For all other statements, if the next statement matches an identical next statement in a previously processed Dockerfile, then we reuse the layer generated by that previous Dockerfile. If this statement is new, then we have a new layer and stop optimizing.

To see why this is useful, consider building a generic Java Web application on top of the current version of Java 11 and Tomcat 9.5. If you have to start with a Docker Hub image, then every such application beings with what should be identical statements to FROM ubuntu:xxx, patch it, install Java, install Tomcat, install other packages that everyone needs, add common Yale configuration data, and only after all this is done are there are few lines at the end of the Dockerfile to install Netid, or ODMT, or YBATU, or something else.

If we used Docker the way it is supposed to work, we would create our own base image with all this stuff already done.
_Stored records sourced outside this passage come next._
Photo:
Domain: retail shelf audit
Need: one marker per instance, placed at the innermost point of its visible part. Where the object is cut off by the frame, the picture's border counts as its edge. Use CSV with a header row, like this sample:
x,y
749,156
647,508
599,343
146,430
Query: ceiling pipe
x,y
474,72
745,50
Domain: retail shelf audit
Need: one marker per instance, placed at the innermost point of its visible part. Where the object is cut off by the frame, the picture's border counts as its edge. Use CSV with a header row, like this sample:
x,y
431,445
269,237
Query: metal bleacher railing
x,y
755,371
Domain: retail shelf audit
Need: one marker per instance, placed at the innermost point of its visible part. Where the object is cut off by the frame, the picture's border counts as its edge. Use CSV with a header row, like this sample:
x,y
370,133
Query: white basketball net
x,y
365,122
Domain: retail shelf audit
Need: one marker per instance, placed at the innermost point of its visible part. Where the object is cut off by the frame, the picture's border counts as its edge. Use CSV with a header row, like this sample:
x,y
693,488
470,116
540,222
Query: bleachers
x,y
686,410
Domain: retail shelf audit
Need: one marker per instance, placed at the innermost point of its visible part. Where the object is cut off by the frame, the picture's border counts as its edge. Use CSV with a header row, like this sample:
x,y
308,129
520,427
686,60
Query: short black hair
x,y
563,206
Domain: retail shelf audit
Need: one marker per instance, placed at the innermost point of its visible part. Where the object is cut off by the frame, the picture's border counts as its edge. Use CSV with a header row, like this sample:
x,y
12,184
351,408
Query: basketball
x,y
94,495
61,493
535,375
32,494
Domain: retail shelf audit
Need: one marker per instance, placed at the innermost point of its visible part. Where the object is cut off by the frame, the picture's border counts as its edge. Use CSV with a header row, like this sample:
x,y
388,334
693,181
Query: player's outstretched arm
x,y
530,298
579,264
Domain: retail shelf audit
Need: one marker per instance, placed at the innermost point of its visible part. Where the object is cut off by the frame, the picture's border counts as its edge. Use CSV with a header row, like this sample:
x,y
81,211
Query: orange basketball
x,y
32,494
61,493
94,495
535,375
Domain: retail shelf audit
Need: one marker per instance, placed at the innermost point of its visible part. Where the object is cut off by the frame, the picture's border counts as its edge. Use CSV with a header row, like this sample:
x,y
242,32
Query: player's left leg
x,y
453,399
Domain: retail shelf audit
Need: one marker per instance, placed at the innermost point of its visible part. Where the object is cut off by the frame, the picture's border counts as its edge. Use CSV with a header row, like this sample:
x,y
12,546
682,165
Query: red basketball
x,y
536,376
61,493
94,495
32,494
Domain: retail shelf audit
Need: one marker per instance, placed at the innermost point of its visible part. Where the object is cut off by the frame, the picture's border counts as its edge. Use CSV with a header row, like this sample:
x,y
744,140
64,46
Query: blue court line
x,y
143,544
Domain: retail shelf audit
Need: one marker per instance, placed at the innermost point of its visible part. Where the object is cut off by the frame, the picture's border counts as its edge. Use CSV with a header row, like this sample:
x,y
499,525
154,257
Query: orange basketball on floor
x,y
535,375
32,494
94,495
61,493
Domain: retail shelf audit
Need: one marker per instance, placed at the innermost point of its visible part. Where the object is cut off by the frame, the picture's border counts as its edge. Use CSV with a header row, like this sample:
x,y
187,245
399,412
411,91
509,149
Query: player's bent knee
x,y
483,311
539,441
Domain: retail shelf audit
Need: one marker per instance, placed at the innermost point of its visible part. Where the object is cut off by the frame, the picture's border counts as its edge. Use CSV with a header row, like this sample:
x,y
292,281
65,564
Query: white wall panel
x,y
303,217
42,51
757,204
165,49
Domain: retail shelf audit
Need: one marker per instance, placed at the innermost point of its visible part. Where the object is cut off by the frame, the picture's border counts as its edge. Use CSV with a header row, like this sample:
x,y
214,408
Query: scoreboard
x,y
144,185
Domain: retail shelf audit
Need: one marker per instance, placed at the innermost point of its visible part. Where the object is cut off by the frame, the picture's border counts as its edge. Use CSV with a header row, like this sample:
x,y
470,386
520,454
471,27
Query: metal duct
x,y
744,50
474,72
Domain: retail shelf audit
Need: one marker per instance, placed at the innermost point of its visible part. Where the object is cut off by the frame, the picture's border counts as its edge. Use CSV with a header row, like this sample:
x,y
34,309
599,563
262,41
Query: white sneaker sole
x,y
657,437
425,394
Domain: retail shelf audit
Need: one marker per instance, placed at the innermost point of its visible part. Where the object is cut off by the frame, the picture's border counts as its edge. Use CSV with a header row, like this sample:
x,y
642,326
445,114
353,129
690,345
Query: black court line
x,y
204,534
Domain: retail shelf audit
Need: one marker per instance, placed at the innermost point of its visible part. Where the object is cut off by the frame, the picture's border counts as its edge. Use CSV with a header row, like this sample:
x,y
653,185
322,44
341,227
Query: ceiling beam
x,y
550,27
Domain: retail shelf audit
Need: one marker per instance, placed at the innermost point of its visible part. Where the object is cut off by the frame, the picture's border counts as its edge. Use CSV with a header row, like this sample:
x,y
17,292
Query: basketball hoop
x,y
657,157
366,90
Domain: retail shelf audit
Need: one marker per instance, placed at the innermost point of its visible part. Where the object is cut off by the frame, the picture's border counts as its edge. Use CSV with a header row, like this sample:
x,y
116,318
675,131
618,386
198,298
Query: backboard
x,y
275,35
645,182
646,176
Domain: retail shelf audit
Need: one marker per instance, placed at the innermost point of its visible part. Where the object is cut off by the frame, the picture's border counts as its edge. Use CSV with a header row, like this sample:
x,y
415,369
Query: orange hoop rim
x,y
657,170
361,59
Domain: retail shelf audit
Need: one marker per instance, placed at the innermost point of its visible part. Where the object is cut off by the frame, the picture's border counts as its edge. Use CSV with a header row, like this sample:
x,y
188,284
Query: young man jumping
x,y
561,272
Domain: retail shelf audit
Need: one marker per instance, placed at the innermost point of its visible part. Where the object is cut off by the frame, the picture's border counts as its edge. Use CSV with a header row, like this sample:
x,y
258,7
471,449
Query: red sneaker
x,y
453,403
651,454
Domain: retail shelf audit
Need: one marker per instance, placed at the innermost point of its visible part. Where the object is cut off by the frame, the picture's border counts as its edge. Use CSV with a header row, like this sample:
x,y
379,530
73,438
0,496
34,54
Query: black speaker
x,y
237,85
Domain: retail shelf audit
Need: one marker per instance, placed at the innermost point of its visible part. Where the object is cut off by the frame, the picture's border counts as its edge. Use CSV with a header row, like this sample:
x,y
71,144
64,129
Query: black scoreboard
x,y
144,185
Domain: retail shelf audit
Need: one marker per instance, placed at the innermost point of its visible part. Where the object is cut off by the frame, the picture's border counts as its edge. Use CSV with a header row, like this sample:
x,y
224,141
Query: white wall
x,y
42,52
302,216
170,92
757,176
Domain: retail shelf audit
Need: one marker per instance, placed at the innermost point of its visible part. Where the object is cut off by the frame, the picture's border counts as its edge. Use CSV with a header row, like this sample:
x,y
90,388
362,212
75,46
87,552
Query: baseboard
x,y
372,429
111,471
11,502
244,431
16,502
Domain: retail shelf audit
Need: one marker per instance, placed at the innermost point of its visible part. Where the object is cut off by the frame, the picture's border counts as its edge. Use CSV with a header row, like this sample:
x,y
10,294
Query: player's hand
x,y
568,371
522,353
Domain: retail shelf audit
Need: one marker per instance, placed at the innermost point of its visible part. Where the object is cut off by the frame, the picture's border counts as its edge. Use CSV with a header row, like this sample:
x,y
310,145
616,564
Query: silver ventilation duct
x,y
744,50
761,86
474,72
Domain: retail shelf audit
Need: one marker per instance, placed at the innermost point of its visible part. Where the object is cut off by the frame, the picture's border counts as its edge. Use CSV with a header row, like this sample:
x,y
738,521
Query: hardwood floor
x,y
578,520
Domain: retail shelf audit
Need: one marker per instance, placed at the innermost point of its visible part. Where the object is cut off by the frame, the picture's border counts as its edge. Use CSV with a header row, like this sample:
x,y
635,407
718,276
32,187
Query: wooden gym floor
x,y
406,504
Then the application Dockerfile could have a FROM statement that names our custom Yale Tomcat image and just does the application specific stuff. However, with this Builder optimization, every application Dockerfile could begin with the same 100 statements, and the Builder would recognize that all these Dockerfiles start with same way, essentially skip over all the duplicate statements, and just get to the different statements at the end of the file.

So if Yale Management doesn’t like us to create our own base images, we can do essentially the same thing if we can design a way to manufacture Dockerfiles by appending a few application specific lines on the end of some identical block of boilerplate code. Since there is nothing in Git or Docker that does this, we could add a step to the Jenkins pipeline to assemble the Dockerfile after the project is checked out from Git and before it is passed to “docker build”.

Except for the “RUN apt update && apt upgrade -y”.

If this is done in a Dockerfile that is subject to optimization, the Builder sees that this line is identical to the same line that was processed in a Dockerfile that began with the same statements and was run a month ago, or a year ago. Since the line is identical, it doesn’t actually run it and reuses the same layer it previously generated. This fails to put on any new patches.

There is no formal way to stop optimization, but the solution is obvious. Have Jenkins put today’s date in a file. COPY the file to the image. Then “RUN apt update && apt upgrade -y”. The content of this file changes each day. The processing of COPY checks the content and sees it has changed and stops optimizing the Dockerfile. Then the next statement always runs and patches the image.

However, if you do this at the beginning of the Dockerfile you lose all optimization. So it is better to arrange for this to be at then end of the Dockerfile.